Le week-end dernier, des missiles ont traversé le ciel de Dubaï, provoquant une onde de choc chez les expatriés français. Parmi eux, le couple formé par l’influenceuse Fidji Ruiz et le rappeur Anas a exprimé son inquiétude pour sa famille. Installés depuis plusieurs années aux Émirats arabes unis, ils croyaient être à l’abri des conflits de la région.
EN BREF
- Des missiles ont été tirés vers plusieurs pays du Golfe, créant une panique à Dubaï.
- Fidji Ruiz et Anas envisagent de partager leur vie entre Dubaï et l’Algérie.
- Des critiques sur leur projet émergent sur les réseaux sociaux, certains les accusant d’opportunisme.
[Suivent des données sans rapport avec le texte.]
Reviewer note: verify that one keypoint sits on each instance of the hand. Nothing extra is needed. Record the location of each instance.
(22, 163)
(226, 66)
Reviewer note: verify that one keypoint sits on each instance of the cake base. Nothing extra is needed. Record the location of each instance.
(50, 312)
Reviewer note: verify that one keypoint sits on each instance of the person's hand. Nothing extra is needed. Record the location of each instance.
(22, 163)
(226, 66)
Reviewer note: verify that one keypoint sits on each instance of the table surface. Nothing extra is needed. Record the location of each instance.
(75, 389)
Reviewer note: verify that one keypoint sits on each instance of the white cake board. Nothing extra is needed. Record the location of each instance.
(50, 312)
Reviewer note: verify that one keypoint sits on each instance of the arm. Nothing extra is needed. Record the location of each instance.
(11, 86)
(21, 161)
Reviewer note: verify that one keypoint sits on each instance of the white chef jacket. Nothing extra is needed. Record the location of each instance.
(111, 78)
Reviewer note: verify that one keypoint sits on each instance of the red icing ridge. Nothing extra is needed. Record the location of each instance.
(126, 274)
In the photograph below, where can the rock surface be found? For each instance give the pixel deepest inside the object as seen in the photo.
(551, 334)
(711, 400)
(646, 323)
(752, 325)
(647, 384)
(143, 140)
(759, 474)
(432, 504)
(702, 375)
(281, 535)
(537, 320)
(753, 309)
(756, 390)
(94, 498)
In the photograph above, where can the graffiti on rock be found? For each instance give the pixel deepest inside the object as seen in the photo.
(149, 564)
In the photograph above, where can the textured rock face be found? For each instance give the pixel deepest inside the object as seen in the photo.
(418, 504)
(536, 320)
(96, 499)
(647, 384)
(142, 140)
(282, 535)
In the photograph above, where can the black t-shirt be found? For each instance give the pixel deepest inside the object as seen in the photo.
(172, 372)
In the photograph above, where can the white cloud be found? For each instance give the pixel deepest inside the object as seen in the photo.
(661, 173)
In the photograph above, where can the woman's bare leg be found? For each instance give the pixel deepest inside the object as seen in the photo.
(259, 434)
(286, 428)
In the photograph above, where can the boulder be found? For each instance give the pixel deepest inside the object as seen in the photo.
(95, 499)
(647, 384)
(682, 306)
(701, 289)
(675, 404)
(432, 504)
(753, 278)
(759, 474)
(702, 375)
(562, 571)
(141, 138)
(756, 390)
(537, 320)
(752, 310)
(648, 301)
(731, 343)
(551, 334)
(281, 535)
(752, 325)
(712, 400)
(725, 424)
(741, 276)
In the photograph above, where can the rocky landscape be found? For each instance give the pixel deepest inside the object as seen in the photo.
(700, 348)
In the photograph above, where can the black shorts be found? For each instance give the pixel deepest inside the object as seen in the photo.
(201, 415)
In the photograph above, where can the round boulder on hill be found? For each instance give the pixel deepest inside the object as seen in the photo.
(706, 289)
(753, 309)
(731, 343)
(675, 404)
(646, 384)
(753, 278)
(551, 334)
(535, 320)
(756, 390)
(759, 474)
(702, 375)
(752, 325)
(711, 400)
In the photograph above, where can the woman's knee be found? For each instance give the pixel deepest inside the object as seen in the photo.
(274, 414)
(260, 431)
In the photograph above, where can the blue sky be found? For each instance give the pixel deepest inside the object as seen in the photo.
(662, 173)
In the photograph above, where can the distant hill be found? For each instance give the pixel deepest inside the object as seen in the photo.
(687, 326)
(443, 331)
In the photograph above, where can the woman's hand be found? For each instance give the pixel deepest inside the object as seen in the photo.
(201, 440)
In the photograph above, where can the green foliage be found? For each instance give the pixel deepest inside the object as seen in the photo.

Le 28 février 2026, la situation s’est intensifiée lorsque des missiles iraniens ont été lancés, perturbant l’espace aérien et incitant les habitants à se mettre à l’abri. Sur les réseaux, des vidéos montrant les événements en temps réel ont suscité des réactions vives, tandis que certains internautes ont critiqué la présence des influenceurs à Dubaï à un moment aussi tendu. Fidji et Anas se sont alors retrouvés face à une question cruciale : où pourrait-on vivre en toute sérénité avec leur famille ?
Dans leurs stories sur Snapchat, le couple a partagé les réflexions qui ont émergé suite à cet incident. Anas, d’origine algérienne, a proposé un nouveau projet : « 50 % en Algérie, 50 % à Dubaï », a-t-il déclaré dans une vidéo rapportée par Officielles. Ils envisagent de conserver leur maison à Dubaï tout en passant plusieurs mois de l’année en Algérie, marquant ainsi un tournant significatif dans leur mode de vie.
Pour le couple, les tirs au-dessus de Dubaï ont agi comme un signal d’alarme. La sécurité et la proximité de la famille d’Anas en Algérie sont devenues des priorités. Fidji Ruiz a précisé qu’ils ne souhaitent pas prendre de décisions hâtives, mais plutôt explorer cette option de manière réfléchie. Rien n’est figé, tout est à l’étude.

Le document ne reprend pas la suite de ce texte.